Mansbridge's latest book, Off the Record, is a collection of anecdotes and short essays that pull back the curtain on some of the most memorable moments of his legendary broadcasting career.Lara Chatterjee/Jean-Francois Bisson/Courtesy of Peter Mansbridge

Did you feel it more as you neared retirement from the CBC when so many people were angling for your job?

Yeah I had a lot of visits – [laughs] – from different people who would have loved that position. Now it wasn’t for me to decide who was going to get that job, but I didn’t mind giving advice … But when that was going on in the last year, especially when I had made it clear I was leaving, there was a lot of jockeying going on.

You spent some time talking about diversity in the book and you say that CBC ‘has fallen short.’ Do you think there’s anything more, in your position of power at the CBC, that you could have done on that front?

You know I tried repeatedly, especially so in the last 10 years of my time there, maybe even 15 years, very hard. I was seeing a lot of people coming in who would be classified as diverse, but their progress forward wasn’t at a level in my view that it should have been. And I found the fault in management. When you’re looking at management, it’s not diverse, how surprised should you be that the people they picked to move forward look more like them than look like the Canada that exists outside the CBC?

In the book you have plenty of kind words to say about producers, cameramen, the newsroom colleagues you worked with, but your tone – at least to my reading – seems … less charitable when it comes to the CBC management. What more do you think that the leadership could have or could be doing better?

I’ll be blunt here.

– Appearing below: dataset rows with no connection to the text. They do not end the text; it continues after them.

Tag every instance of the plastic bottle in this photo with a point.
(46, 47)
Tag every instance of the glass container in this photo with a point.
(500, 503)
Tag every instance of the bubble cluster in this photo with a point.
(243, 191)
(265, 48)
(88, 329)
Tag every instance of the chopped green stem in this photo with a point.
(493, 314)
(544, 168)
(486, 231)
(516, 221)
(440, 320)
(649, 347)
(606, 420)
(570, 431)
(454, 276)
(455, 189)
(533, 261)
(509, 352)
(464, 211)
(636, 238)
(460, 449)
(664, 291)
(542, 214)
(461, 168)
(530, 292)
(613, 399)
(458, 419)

I haven’t always felt that way about management at the CBC, and I have no personal grievances against anyone. However, I do feel because of the nature of the public broadcaster and the fact that the top level positions are filled by government – whoever the government of the day is – that we’ve lost time and energy. And we’ve been caught out on where we are in terms of the broadcast business by the kind of people that have been appointed to president and then the president appointing executive vice-president, the board of the CBC, most of whom – if not all of whom – for years have had zero broadcast experience. So they come in, they spend the first couple of years trying to understand what the CBC is and how it operates and what a broadcaster is, and then the next couple of years they’re getting ready for wherever they’re moving on to, having fluffed up their resumes with top positions …

I want to underline that these aren’t personal attacks. I think this is a flaw in the system of the way the public broadcaster of Canada is run. I’m forever indebted to the CBC. But I’m passionate about it and I worry about it. I think the country absolutely needs the CBC. Do they need the CBC they’ve got right now? Probably not. They need it to be better.

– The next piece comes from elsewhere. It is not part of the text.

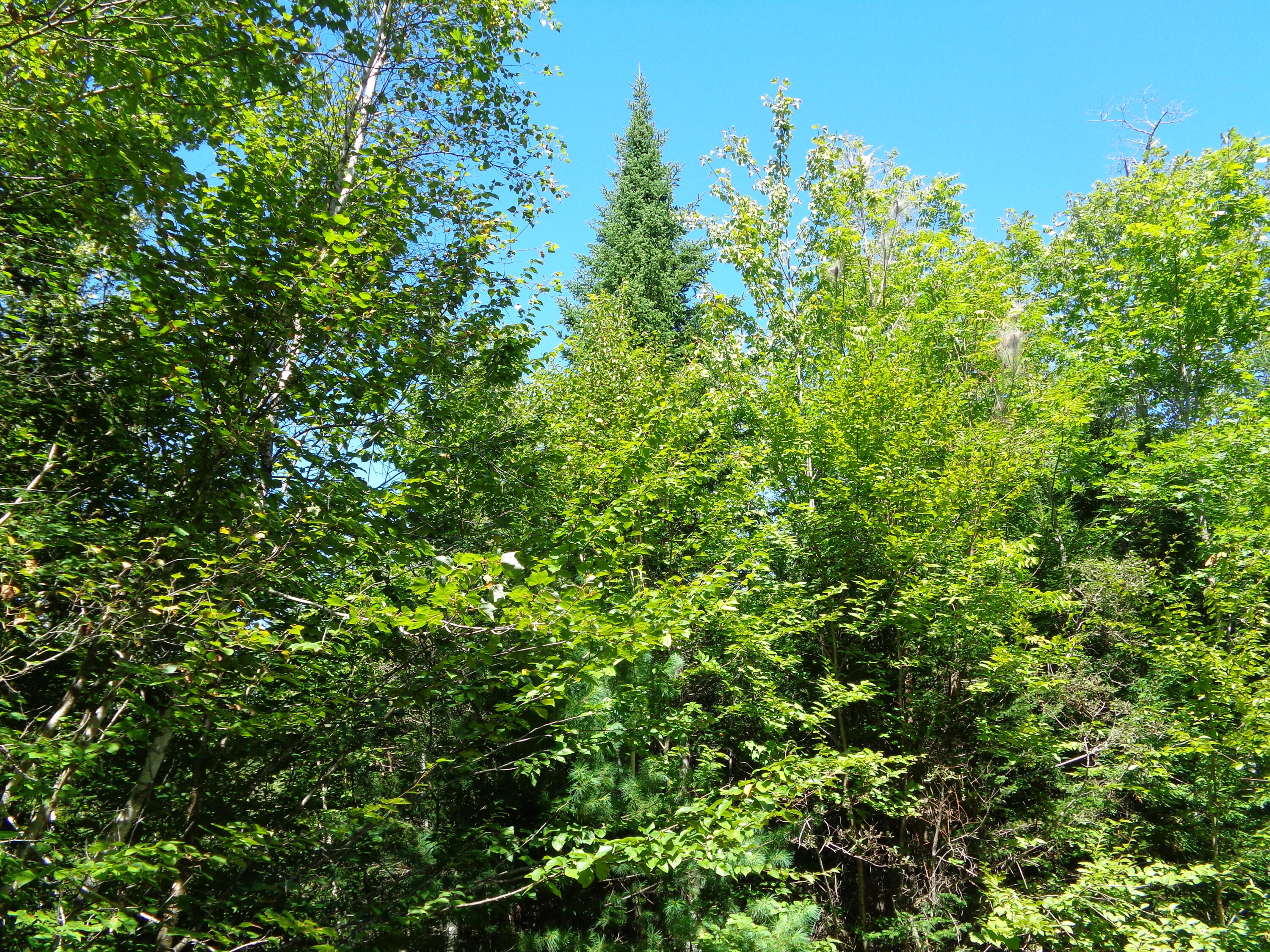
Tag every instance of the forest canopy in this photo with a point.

You say in the book that the future of journalism is at risk. The media, the world, they’re becoming more partisan and polarized and you say that just focusing on facts and being transparent may not be enough: ‘It may have to be the consumer who finally demands more and demands better.’ I’m wondering what that means, because more and more – depending on where that consumer is on the political spectrum – they seem to be asking for completely different things.

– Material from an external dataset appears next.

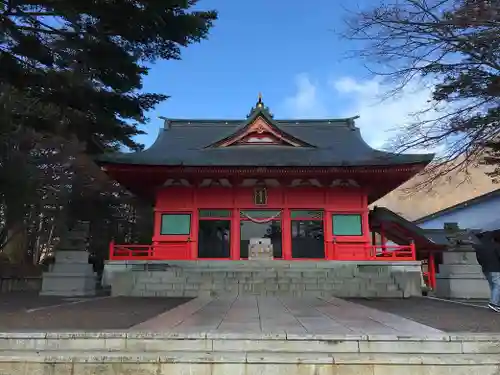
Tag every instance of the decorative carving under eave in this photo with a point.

On that front you’re right, they are. But what they are all generally asking is ‘why should I believe you? Show me, prove to me … be transparent about what you’re doing and how you’re doing it.’ That’s where I think one of our number one challenges is right now: we’re not believed because we live in a world where there are so many lies being told, so they want to know why they should believe us. And to prove that to them we have to be more transparent about how we decide what’s news, what isn’t, how we decide where things should gain the most importance in terms of line-up, how we determine situations where we give certain sources anonymity … We’ve taken our audience for granted that we don’t need to explain our actions. Well this current audience in this current era, this current generation, they want more than that because they’ve been burned too many times.

This interview has been condensed and edited.